Here’s my Thanksgiving prayer. If anything in it leads you into your own prayer, you have my permission to stop listening to the sermon and go where prayer takes you.
Good and gracious God, I thank you that I am not a wandering Aramean. At the same time, I thank you that my ancestors were. I cannot begin to imagine the hardship they faced, the days of wondering if it was worth it or whether it would just be better to lie down and die. I thank you that they remained faithful followers of yours, trusting that the Lord their God was there always.
I thank you, too, that I did not have to find my way through the wilderness of this country when it was settled. I wonder sometimes what made people move off the coastlands and start walking towards the mountains. Thank you for those who had the zeal for exploration. I know that I can live here between the Cumberland Plateau and the Smokies because people living many years before me made it possible.
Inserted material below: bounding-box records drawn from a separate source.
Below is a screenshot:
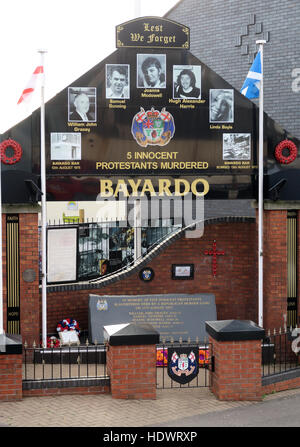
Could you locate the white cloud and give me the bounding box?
[0,0,178,133]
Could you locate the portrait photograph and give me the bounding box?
[105,64,130,99]
[223,133,251,160]
[209,89,234,123]
[50,132,81,160]
[173,65,201,99]
[136,54,166,88]
[68,87,97,122]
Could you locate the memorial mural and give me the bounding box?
[3,17,300,201]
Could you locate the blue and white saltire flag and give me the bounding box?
[241,51,262,99]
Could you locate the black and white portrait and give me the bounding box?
[209,88,234,123]
[68,87,97,122]
[106,64,130,99]
[173,65,201,99]
[50,132,81,160]
[223,133,251,160]
[137,54,166,88]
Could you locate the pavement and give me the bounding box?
[0,388,300,428]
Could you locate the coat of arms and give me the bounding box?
[168,346,199,385]
[131,107,175,147]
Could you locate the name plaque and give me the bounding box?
[88,293,217,343]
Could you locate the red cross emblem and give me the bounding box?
[204,241,225,277]
[160,112,171,121]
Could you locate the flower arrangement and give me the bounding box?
[40,336,60,348]
[156,348,210,366]
[56,318,80,335]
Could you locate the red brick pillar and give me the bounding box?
[263,208,287,330]
[104,323,159,399]
[0,335,22,401]
[206,320,265,401]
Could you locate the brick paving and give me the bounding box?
[0,388,262,427]
[0,388,300,427]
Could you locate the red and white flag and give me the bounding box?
[18,65,44,104]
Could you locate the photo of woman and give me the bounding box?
[209,89,234,123]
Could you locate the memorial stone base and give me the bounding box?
[106,324,159,399]
[206,320,265,401]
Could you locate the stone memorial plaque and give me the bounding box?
[22,269,36,282]
[88,293,217,343]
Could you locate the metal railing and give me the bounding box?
[262,328,300,377]
[156,338,214,389]
[23,341,107,382]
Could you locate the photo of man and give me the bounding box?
[68,87,96,122]
[209,89,234,123]
[173,65,201,99]
[137,54,166,88]
[223,133,251,160]
[106,64,130,99]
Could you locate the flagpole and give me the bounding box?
[38,50,47,347]
[256,40,266,327]
[0,150,5,335]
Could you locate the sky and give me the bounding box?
[0,0,178,133]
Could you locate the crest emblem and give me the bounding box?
[131,107,175,147]
[168,345,199,385]
[140,267,154,282]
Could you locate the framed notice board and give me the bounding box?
[47,227,78,283]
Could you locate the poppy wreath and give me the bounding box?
[56,318,80,335]
[275,140,298,165]
[0,138,22,165]
[41,337,60,348]
[156,349,210,367]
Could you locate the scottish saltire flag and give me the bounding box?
[241,51,262,99]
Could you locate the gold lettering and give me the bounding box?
[191,178,209,197]
[158,178,172,196]
[175,179,190,196]
[100,180,114,197]
[114,179,129,197]
[128,178,142,196]
[141,179,156,196]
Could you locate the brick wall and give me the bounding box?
[2,213,40,344]
[23,386,110,397]
[3,210,288,344]
[47,223,257,333]
[210,337,262,400]
[0,354,22,402]
[106,345,156,399]
[19,213,40,345]
[264,210,287,329]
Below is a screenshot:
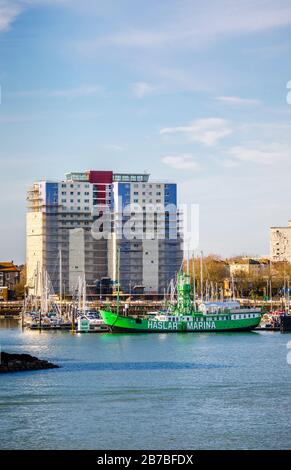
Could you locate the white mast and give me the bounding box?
[200,251,203,302]
[192,251,196,311]
[59,248,63,316]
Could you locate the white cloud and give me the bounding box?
[0,0,70,32]
[162,154,199,170]
[228,143,291,165]
[215,96,261,106]
[74,0,291,53]
[11,84,102,99]
[160,118,232,146]
[133,82,155,98]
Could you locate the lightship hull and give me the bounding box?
[100,310,261,333]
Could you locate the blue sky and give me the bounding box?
[0,0,291,262]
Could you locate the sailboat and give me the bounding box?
[77,276,108,333]
[100,272,262,333]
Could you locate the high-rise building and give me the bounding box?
[270,220,291,263]
[27,171,183,293]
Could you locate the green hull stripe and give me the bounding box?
[101,310,261,333]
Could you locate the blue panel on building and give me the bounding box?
[164,183,177,206]
[118,183,130,209]
[45,183,58,206]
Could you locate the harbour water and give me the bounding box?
[0,321,291,450]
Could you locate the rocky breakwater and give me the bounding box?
[0,352,59,374]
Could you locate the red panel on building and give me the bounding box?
[89,171,113,184]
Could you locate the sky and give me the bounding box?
[0,0,291,263]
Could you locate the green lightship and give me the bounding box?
[100,273,262,333]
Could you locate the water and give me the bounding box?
[0,322,291,450]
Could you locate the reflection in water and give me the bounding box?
[0,320,291,449]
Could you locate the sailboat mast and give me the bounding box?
[192,251,196,311]
[116,247,120,315]
[200,251,203,302]
[59,249,63,316]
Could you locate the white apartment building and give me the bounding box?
[270,220,291,263]
[27,171,183,293]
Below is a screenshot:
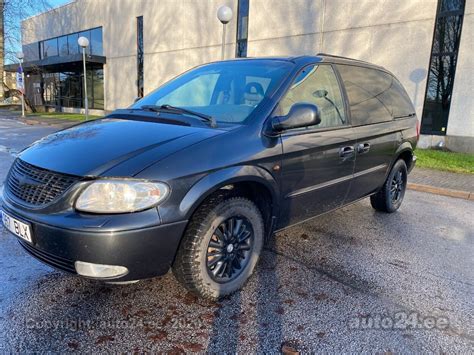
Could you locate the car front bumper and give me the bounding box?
[0,197,187,282]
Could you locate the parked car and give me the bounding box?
[0,55,419,299]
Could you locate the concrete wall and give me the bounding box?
[23,0,474,151]
[22,0,237,110]
[248,0,437,118]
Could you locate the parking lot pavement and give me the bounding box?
[0,120,474,353]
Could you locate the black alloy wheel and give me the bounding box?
[207,216,254,283]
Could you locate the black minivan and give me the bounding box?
[0,55,418,299]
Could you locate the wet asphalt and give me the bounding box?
[0,118,474,353]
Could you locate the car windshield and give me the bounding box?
[131,60,292,124]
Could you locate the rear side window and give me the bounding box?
[278,64,346,128]
[337,65,413,126]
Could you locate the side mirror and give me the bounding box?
[272,103,321,132]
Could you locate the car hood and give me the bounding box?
[20,118,223,176]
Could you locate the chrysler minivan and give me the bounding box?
[0,54,418,299]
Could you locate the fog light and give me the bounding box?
[74,261,128,279]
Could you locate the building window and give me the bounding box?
[137,16,144,97]
[235,0,249,58]
[421,0,465,135]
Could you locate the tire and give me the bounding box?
[172,196,264,300]
[370,159,408,213]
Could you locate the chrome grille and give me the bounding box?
[6,159,79,206]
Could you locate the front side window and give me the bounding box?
[277,65,347,128]
[131,60,293,124]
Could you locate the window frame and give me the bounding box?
[335,63,406,127]
[278,62,352,137]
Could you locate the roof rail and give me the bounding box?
[316,53,382,68]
And thank you for the circuit riders and family Bibles, the tent meetings and riverside baptisms. As much as I love my mostly proper Episcopal Church, I am truly thankful for all of the men and women that made sure wherever they went on this huge continent, you went with them.
Thank you, God, that I got to make the decision to follow your loving Son after the crucifixion/resurrection. I confess that I wonder sometimes if I would have done what the crowd did and allowed myself to be swayed from Hosanna to Crucify. I am most thankful to have been spared that particular temptation.
You see, God, I don’t think I have what it takes to be a wanderer or to settle land that doesn’t look like it would support any crop other than more trees and rocks. I’m not sure I would remember to be faithful in prayer and reading of Scripture and tradition if I didn’t have a church community to worship with me. And I see so many people who, when confronted with adversity, turn away from you. It isn’t that I have lived a charmed life with no difficult decisions or times when I have felt alone. There have been plenty of those and I suspect there are more of those times in store before I leave this mortal coil. But all of those who have walked with you before I ever came to be and those who taught me to walk with you and with them have made it possible for me to give you thanks even when I cannot see the light anywhere. And thanks for those who taught me to walk this Way.
So, on the eve of the day which we set aside to be thankful, I want to give you thanks especially for your peace. It really is beyond all understanding and I like that about it. I am a better person knowing that your peace guards my heart and my mind in Christ. May I keep on doing the things you have given me to do and may others come to walk with you because you walk with me.